Offener Brief an Wirtschaftsminister Clement zum WTO-Gipfel

Am

FIAN und Germanwatch, zwei Nichtregierungsorganisationen auf dem Gebiet der Entwicklung und Ernährung haben an den Bundeswirtschaftsminister appelliert, sich beim Weltgipfel in Cancún für gerechte Weltmarktchancen der Entwicklungsländer einzusetzen. In ihrem Brief heißt es: "Sehr geehrter Herr Wolfgang Clement, in Doha haben sich die Minister der WTO-Mitgliedsländer dazu verpflichtet, die Interessen und Bedürfnisse von Entwicklungsländern in den Mittelpunkt der Verhandlungen zu stellen. In diesem Sinne wurde bekräftigt, dass die Bestimmungen zur Sonder- und Vorzugsbehandlung der Entwicklungsländer integraler Bestandteil von WTO-Abkommen sein sollen. Seither wird die Verhandlungsrunde als "Entwicklungsrunde" bezeichnet, auch wenn die Realität der Verhandlungen in Genf das komplette Gegenteil belegt."
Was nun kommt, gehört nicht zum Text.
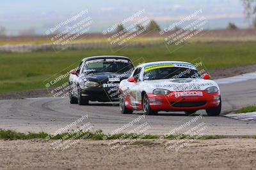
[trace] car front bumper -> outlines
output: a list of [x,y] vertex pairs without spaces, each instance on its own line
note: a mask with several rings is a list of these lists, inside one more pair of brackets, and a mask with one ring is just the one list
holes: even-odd
[[[192,91],[190,91],[192,92]],[[176,96],[175,92],[169,95],[155,95],[147,94],[150,108],[155,110],[163,111],[188,111],[205,110],[214,108],[220,103],[220,91],[216,93],[207,94],[201,92],[201,96]]]
[[88,87],[81,90],[81,96],[89,101],[111,102],[119,101],[118,91],[113,88]]

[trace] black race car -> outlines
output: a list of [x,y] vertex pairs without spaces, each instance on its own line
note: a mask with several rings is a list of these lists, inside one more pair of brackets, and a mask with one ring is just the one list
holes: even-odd
[[88,104],[89,101],[117,101],[120,82],[134,70],[131,60],[122,56],[95,56],[83,59],[70,71],[70,103]]

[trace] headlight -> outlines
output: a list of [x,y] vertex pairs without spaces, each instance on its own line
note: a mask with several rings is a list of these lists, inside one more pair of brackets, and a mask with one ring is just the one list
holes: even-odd
[[207,93],[216,93],[218,92],[218,88],[216,87],[210,87],[205,89],[205,92]]
[[171,91],[166,89],[157,89],[154,90],[153,94],[156,95],[167,95],[171,93]]
[[88,87],[98,87],[100,85],[97,82],[95,81],[85,81],[84,86]]

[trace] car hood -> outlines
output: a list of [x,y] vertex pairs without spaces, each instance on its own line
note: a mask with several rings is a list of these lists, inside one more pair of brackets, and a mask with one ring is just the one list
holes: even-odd
[[164,79],[156,80],[146,80],[143,83],[147,85],[150,91],[156,89],[164,89],[170,91],[183,90],[204,90],[210,87],[216,87],[217,83],[210,80],[204,79]]

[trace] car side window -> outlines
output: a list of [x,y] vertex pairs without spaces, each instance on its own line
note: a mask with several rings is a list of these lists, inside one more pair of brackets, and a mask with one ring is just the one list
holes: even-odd
[[140,71],[141,71],[141,68],[136,68],[134,71],[134,73],[133,73],[133,76],[135,78],[136,80],[137,81],[139,81],[140,80]]

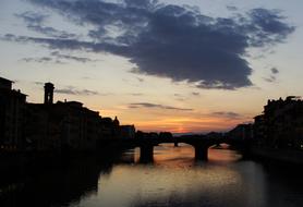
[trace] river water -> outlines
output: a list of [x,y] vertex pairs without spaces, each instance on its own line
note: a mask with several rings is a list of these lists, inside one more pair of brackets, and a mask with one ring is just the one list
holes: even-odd
[[149,163],[140,163],[134,149],[113,162],[84,159],[16,179],[0,185],[0,206],[303,206],[303,171],[295,167],[243,160],[221,148],[209,149],[208,161],[195,161],[189,145],[154,151]]

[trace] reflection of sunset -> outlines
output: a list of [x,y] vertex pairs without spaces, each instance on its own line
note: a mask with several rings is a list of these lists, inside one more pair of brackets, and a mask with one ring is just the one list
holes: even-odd
[[150,121],[137,121],[135,124],[143,131],[170,131],[172,133],[225,131],[246,120],[227,120],[220,118],[167,118]]

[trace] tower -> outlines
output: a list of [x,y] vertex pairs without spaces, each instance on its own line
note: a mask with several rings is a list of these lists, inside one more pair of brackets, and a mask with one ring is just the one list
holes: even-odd
[[45,105],[51,105],[53,102],[53,89],[52,83],[45,84]]

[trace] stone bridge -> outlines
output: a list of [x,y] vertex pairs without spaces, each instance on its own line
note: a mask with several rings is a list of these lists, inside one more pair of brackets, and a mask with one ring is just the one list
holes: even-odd
[[180,137],[150,137],[150,138],[132,138],[132,139],[111,139],[111,144],[114,144],[118,147],[123,148],[134,148],[140,147],[141,150],[141,160],[149,161],[154,157],[154,146],[163,143],[172,143],[174,146],[178,146],[179,143],[184,143],[192,145],[195,149],[195,159],[197,160],[207,160],[208,158],[208,148],[214,145],[219,145],[222,143],[229,144],[234,148],[246,151],[250,145],[250,142],[240,139],[240,138],[230,138],[230,137],[209,137],[203,135],[190,135],[190,136],[180,136]]

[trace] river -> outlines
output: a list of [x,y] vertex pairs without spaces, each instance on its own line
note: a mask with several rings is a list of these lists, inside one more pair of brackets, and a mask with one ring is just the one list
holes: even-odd
[[228,148],[208,157],[195,161],[193,147],[165,144],[149,163],[140,162],[138,149],[112,162],[86,158],[0,185],[0,206],[303,206],[302,169],[244,160]]

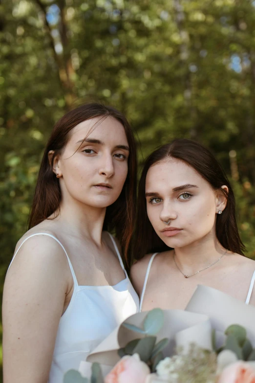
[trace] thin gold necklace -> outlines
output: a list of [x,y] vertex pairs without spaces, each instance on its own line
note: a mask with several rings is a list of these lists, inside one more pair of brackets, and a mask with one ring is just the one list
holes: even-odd
[[173,253],[173,260],[174,261],[174,263],[176,265],[177,268],[181,272],[182,275],[184,275],[185,278],[190,278],[191,276],[193,276],[193,275],[195,275],[196,274],[198,274],[199,272],[201,272],[201,271],[203,271],[204,270],[206,270],[207,269],[209,269],[211,266],[213,266],[213,265],[215,265],[215,263],[217,263],[217,262],[218,262],[219,261],[220,261],[221,258],[223,258],[225,255],[225,254],[227,253],[227,251],[228,250],[226,250],[226,251],[222,254],[222,255],[221,255],[221,256],[219,258],[219,259],[217,259],[216,261],[215,261],[214,262],[213,262],[213,263],[212,263],[211,265],[209,265],[209,266],[207,266],[207,267],[205,267],[204,269],[202,269],[201,270],[198,270],[198,271],[196,271],[194,273],[194,274],[191,274],[190,275],[187,275],[187,274],[184,274],[184,273],[182,271],[182,270],[181,270],[181,269],[177,264],[176,261],[175,261],[175,251],[174,251]]

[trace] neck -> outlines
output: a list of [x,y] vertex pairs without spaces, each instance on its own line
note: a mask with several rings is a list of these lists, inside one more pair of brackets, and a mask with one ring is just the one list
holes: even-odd
[[182,271],[193,274],[214,262],[226,249],[215,236],[206,236],[182,248],[175,248],[175,259]]
[[63,232],[92,240],[102,245],[102,232],[106,208],[94,207],[73,200],[63,199],[60,213],[56,221],[60,224]]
Die beiden Organisationen bemängeln das Papier, das die EU zusammen mit den USA am 13. August vorgelegt haben. Dieses Papier werde der Lage der Kleinbäuerinnen und Kleinbauern, der Landlosen und Hungernden weltweit nicht gerecht, da wirkungsvolle Sonderregeln, die Entwicklungsländern einen Schutz ihrer Grundnahrungsmittelproduktion besonders von benachteiligten Kleinbauernfamilien ermöglichen würden, nicht einmal ansatzweise vorkämen. Die Vorschläge stünden auch im Widerspruch zu den Verpflichtungen der Bundesregierung durch das völkerrechtlich verbindliche Menschenrecht auf Nahrung. Nach Meinung von Germanwatch und FIAN missachtet die Bundesregierung in der WTO-Verhandlungsrunde wesentliche Forderungen des Bundestags. Der Bundestagsantrag 15/1317 vom 3. Juli 2003 "Sicherung eines fairen und nachhaltigen Handels durch eine umfassende entwicklungs-orientierte Welthandelsrunde" als auch der Antrag 15/550 vom 12. März 2003 "Für eine nachhaltige Agrarpolitik und einen gerechten Interessenausgleich bei den laufenden WTO-Verhandlungen" fordern die Bundesregierung explizit dazu auf, entwicklungspolitische Anliegen zu berücksichtigen.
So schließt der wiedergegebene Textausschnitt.